The Tile-Atom Abstraction

The Core Idea

Every irregular workload can be described as a set of tiles and atoms:

Tile: A logical grouping of work (a row in CSR, a column in CSC, a block-row in BCSR).
Atom: The smallest unit of processing (a single nonzero element in a sparse matrix).

A schedule creates a mapping M from GPU processor IDs to balanced groups of tiles and atoms. The user writes their computation against this mapping using range-based loops.

Three Domains

The abstraction separates every irregular computation into three independent concerns:

1. Data

Choose your sparse format.

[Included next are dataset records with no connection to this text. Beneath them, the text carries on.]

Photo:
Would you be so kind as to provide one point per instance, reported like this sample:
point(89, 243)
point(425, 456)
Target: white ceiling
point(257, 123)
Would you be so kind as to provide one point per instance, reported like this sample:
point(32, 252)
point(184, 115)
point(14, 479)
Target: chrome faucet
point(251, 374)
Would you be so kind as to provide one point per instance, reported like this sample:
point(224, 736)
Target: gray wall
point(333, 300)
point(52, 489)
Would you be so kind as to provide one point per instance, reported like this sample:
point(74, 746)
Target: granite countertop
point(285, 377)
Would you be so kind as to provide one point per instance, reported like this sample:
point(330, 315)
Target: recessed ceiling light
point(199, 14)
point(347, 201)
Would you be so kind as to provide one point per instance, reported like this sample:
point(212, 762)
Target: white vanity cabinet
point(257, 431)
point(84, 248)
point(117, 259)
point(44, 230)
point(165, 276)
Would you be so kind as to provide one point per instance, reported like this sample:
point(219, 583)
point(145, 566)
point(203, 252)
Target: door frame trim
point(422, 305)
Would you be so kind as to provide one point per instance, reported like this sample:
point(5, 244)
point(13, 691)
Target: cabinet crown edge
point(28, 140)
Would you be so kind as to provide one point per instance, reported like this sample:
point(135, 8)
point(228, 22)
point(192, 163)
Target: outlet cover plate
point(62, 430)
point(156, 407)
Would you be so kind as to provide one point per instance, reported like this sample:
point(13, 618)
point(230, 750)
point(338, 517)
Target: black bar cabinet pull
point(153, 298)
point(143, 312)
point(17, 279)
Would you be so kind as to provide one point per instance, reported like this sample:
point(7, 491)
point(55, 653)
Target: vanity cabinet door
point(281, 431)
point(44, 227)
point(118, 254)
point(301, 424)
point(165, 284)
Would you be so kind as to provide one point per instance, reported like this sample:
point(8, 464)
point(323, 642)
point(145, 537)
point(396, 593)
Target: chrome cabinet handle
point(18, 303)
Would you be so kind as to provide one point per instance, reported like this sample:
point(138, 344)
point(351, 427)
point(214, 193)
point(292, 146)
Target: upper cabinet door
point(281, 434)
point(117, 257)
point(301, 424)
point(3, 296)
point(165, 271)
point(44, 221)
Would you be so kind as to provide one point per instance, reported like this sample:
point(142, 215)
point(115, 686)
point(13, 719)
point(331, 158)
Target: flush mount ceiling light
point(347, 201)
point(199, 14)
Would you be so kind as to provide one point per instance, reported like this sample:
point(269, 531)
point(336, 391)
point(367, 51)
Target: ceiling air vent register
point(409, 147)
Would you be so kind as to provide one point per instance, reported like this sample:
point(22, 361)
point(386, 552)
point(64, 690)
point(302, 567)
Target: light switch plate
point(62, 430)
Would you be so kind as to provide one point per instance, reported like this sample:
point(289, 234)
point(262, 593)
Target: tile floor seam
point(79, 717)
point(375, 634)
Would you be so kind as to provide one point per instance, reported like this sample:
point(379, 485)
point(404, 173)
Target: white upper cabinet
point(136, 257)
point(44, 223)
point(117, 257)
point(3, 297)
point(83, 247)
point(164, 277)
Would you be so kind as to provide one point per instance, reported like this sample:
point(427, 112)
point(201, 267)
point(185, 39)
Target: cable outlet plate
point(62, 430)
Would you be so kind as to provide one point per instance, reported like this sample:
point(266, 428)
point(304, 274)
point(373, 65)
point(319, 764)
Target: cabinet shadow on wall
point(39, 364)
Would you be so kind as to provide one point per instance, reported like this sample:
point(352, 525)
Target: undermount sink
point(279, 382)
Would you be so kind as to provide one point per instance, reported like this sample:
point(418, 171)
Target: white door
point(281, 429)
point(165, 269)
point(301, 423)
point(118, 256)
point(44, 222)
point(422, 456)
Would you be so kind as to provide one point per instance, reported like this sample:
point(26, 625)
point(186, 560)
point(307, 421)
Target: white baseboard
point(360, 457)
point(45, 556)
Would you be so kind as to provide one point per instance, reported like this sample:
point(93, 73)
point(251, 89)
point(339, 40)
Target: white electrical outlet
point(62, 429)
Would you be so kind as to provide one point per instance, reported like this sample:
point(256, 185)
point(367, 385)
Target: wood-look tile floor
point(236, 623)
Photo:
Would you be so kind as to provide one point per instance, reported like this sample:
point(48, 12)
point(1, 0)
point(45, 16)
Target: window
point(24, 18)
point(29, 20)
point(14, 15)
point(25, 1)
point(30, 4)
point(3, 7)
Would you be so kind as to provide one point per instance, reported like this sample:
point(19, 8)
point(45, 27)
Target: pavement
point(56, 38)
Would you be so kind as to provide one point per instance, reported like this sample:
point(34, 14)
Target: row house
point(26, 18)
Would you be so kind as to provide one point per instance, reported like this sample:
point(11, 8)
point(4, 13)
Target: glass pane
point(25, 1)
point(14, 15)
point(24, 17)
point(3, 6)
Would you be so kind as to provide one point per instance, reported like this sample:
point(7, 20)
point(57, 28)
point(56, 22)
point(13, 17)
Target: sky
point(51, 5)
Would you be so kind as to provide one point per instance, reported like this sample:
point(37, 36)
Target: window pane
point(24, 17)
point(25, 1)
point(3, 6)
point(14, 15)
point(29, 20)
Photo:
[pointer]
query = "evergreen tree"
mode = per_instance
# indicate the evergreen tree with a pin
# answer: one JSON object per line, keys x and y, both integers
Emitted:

Each format has a corresponding layout view that describes how tiles and atoms are organized:

Format	Container	Layout	Tile	Atom
CSR	`csr_t`	`layout::csr`	row	nonzero
CSC	`csc_t`	`layout::csc`	column	nonzero
COO	`coo_t`	`layout::coo`	nonzero	nonzero
ELL	`ell_t`	`layout::ell`	row	bucketed nz
BCSR	`bcsr_t`	`layout::bcsr`	block-row	R x C block
DIA	`dia_t`	`layout::dia`	row	diagonal cell

2. Schedule

Choose a load-balancing strategy. All four strategies consume workloads through the same layout contract:

thread_mapped — one tile per thread, simplest possible mapping
group_mapped — one tile per warp/group for high-degree tiles
work_oriented — distribute atoms evenly across threads
merge_path — optimal O(n+m) merge-based partitioning

3. Computation

Write your kernel logic once. It works unchanged across all schedules and all formats:

for (auto row : config.tiles()) {
  type_t sum = 0;
  for (auto nz : config.atoms(row)) {
    sum += values[nz] * x[indices[nz]];
  }
  y[row] = sum;
}

The Layout Contract

Any struct that exposes these methods can drive any schedule:

struct my_layout {
  tile_id_t num_tiles() const;
  atom_id_t num_atoms() const;
  atom_id_t tile_begin(tile_id_t t) const;
  atom_id_t tile_end(tile_id_t t) const;
  atom_id_t tile_size(tile_id_t t) const;
  tile_end_iterator_t tile_end_iter() const;
};

Formal Notation

Given a sparse-irregular problem S made of tiles T, where tile T_i is a collection of atoms: the scheduler creates a map M = { P_id, T_i ... T_j } from processor IDs to groups of tiles. The scheduler function L(S) = { M_0, ..., M_m } produces the complete balanced mapping.